株式を持っている期間が長くても短くても、株式投資という点では同じです。そこで、その違いはあまりないかと言えば、そんなことはありません。短期と長期ではかなり違います。

そこで、株式の短期トレードと長期トレード(長期投資)を比較しましょう。

短期・長期とは、それぞれどれくらいの長さ?

短期と長期という言葉を使っていますが、短期と長期はどこで別れるのでしょうか。1日未満が短期でそれ以上が長期?あるいは、1年未満と1年以上?

・・・これには、明確な区別がありません。

デイトレーダーの場合、取引開始から終了までの時間が10分なら短期かもしれませんし、数時間も株式を持っていたら長期になるかもしれません。一方、配当目的の投資の場合、保有期間が数日だったら超短期で、数年以上だったら長期かもしれません。
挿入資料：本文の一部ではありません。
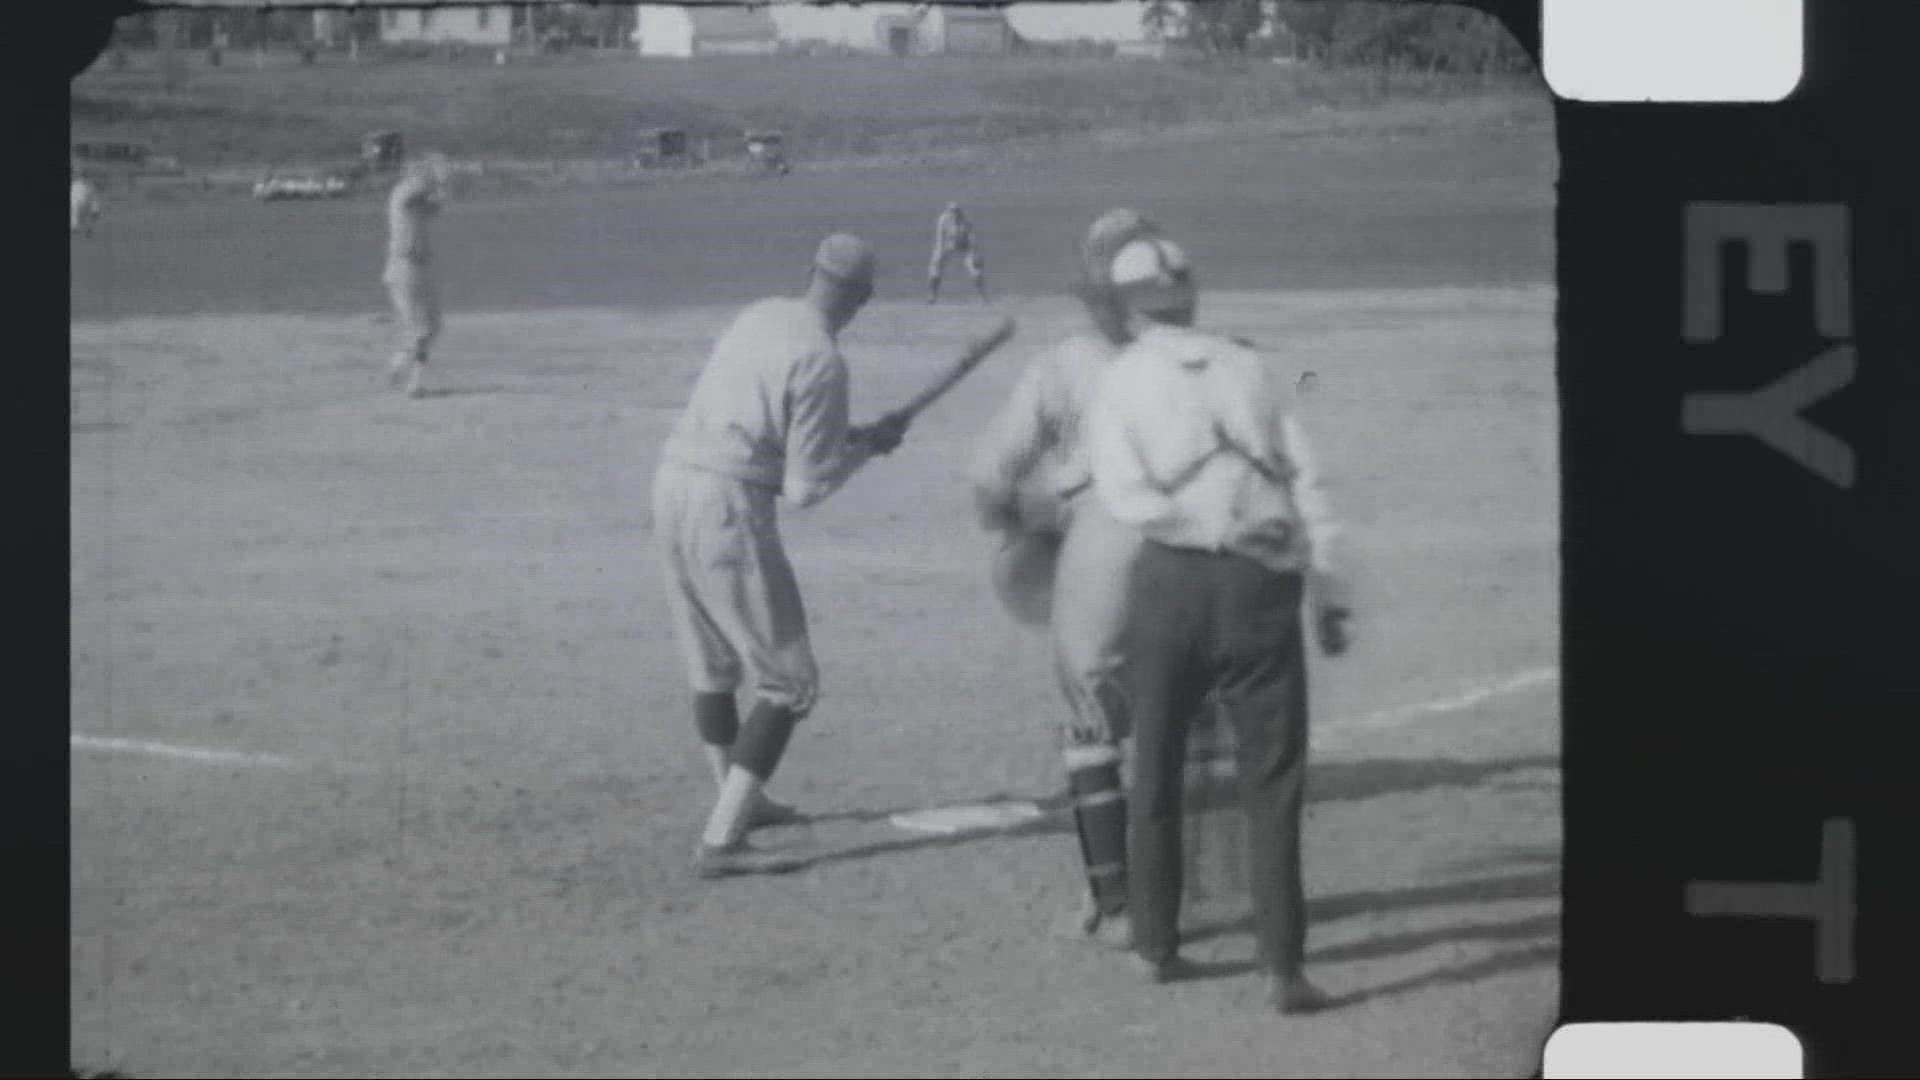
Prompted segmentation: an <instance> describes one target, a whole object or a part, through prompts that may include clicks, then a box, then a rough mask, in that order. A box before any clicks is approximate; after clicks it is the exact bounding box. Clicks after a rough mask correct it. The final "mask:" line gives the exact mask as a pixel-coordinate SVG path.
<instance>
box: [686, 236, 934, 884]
mask: <svg viewBox="0 0 1920 1080" xmlns="http://www.w3.org/2000/svg"><path fill="white" fill-rule="evenodd" d="M872 292H874V254H872V252H870V250H868V246H866V244H864V242H862V240H858V238H854V236H847V234H833V236H828V238H826V240H824V242H822V244H820V248H818V252H816V254H814V263H812V269H810V275H808V282H806V292H804V296H801V298H772V300H760V302H756V304H753V306H749V307H747V309H745V311H741V313H739V317H735V319H733V323H732V325H730V327H728V329H726V332H724V334H720V340H718V342H716V344H714V348H712V354H710V356H708V359H707V367H705V369H703V371H701V377H699V380H697V384H695V386H693V396H691V400H689V402H687V407H685V411H682V413H680V419H678V423H676V425H674V430H672V434H670V436H668V440H666V446H664V450H662V455H660V467H659V473H657V475H655V484H653V530H655V536H657V540H659V550H660V559H662V567H664V573H666V600H668V609H670V615H672V621H674V636H676V638H678V642H680V646H682V651H684V655H685V663H687V676H689V680H691V684H693V723H695V726H697V728H699V734H701V742H703V744H705V749H707V757H708V765H710V767H712V774H714V782H716V784H718V786H720V796H718V799H716V801H714V807H712V813H710V815H708V819H707V830H705V832H703V836H701V844H699V849H697V855H695V867H697V871H699V872H701V874H703V876H722V874H743V872H778V871H789V869H797V867H799V865H801V863H803V861H799V859H789V857H783V855H780V853H770V851H760V849H756V847H753V846H749V844H747V838H745V836H747V830H749V828H755V826H766V824H781V822H787V821H793V819H797V813H795V811H793V809H791V807H785V805H781V803H776V801H772V799H770V798H766V794H764V788H766V782H768V780H770V778H772V774H774V769H776V767H778V765H780V759H781V755H783V753H785V749H787V740H789V738H791V734H793V726H795V724H797V723H799V721H803V719H804V717H806V715H808V711H812V707H814V700H816V694H818V682H820V676H818V671H816V667H814V655H812V644H810V640H808V630H806V609H804V605H803V603H801V590H799V582H797V580H795V577H793V565H791V563H789V561H787V553H785V548H783V546H781V540H780V525H778V513H776V500H778V498H781V496H783V498H785V500H787V502H789V503H793V505H799V507H808V505H814V503H818V502H822V500H826V498H828V496H831V494H833V492H837V490H839V488H841V484H845V482H847V479H849V477H852V473H854V471H856V469H860V467H862V465H864V463H866V461H870V459H872V457H874V455H876V454H889V452H893V450H895V448H897V446H899V444H900V438H902V436H904V434H906V421H904V419H899V417H889V419H883V421H879V423H876V425H870V427H849V423H847V411H849V375H847V361H845V359H843V357H841V354H839V344H837V338H839V332H841V331H843V329H845V327H847V325H849V323H851V321H852V317H854V315H858V311H860V307H864V306H866V302H868V298H870V296H872ZM743 686H745V690H747V692H749V694H751V696H753V711H751V713H749V715H747V721H745V724H743V723H741V721H739V711H737V709H739V705H737V701H735V692H739V690H741V688H743Z"/></svg>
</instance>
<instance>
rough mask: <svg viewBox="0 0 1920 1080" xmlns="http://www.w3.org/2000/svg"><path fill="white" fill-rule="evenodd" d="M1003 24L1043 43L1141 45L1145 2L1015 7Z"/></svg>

このため、明確に区別することが難しいです。ここでは、「比較的短い時間で、主に価格変動を利用して稼ごうというトレード」を短期、「比較的長い時間で、価格変動だけでなく配当や株主優待でも収益を狙うトレード」を長期と呼ぶことにしましょう。

短期トレードの特徴

では、長期トレードと比較して、短期トレードの特徴は何でしょうか。列挙してみましょう。

・取引開始から終了までの時間が短い。
・企業の業績など、長期的な分析は基本的に不要。
・経済指標発表時に、ごく短い時間でトレードすることが可能。
・瞬発的なクリックが必要になるかもしれない。
・取引開始時の株価と終了時の株価の間の距離が、比較的狭い。
・チャート分析が重要。
・信用取引等により、価格が下落するときにも積極的に利益を狙える

経済指標発表時のトレードを除いて、ファンダメンタルズ(経済の状況)分析や企業の財務分析などの重要性は低く、逆に、チャート分析の重要性がとても高いトレードになります。

長期トレードの特徴

次に、短期トレードと比較して、長期トレードの特徴はどうなのかを考えてみましょう。

・取引開始から終了までの時間が長い。
・企業の業績など、長期的な分析が重要。
・経済指標発表時は基本的にトレードしない。
・瞬発的なクリック能力は不要。
・取引開始時の株価と終了時の株価の間の距離が、比較的大きい。
・チャート分析もある程度必要。
・株価変動に加えて、株主優待や配当も有力な収入源になる。
・主に買うトレードが中心になる。

こうしてみると、長期トレードは短期トレードの反対なんだろうな、と分かります。大きく異なるのは、株価の下落局面でしょう。

短期トレードは、信用取引などを使って、下落局面でも利益を狙いに行けます。しかし、長期投資では基本的に買って持つという選択肢になります。というのは、信用取引などでは売買コストに加えて取引継続中にもコストがかかりますので、長期間の保有には向かないためです。

現物株ならば、最初に取引手数料を支払うだけで、その後何年持ち続けても費用を支払う必要はありません。

短期トレードと長期トレード。どちらが良い・悪いというものではありませんので、皆様のお好みの方法で実践していただければ良いかと思います。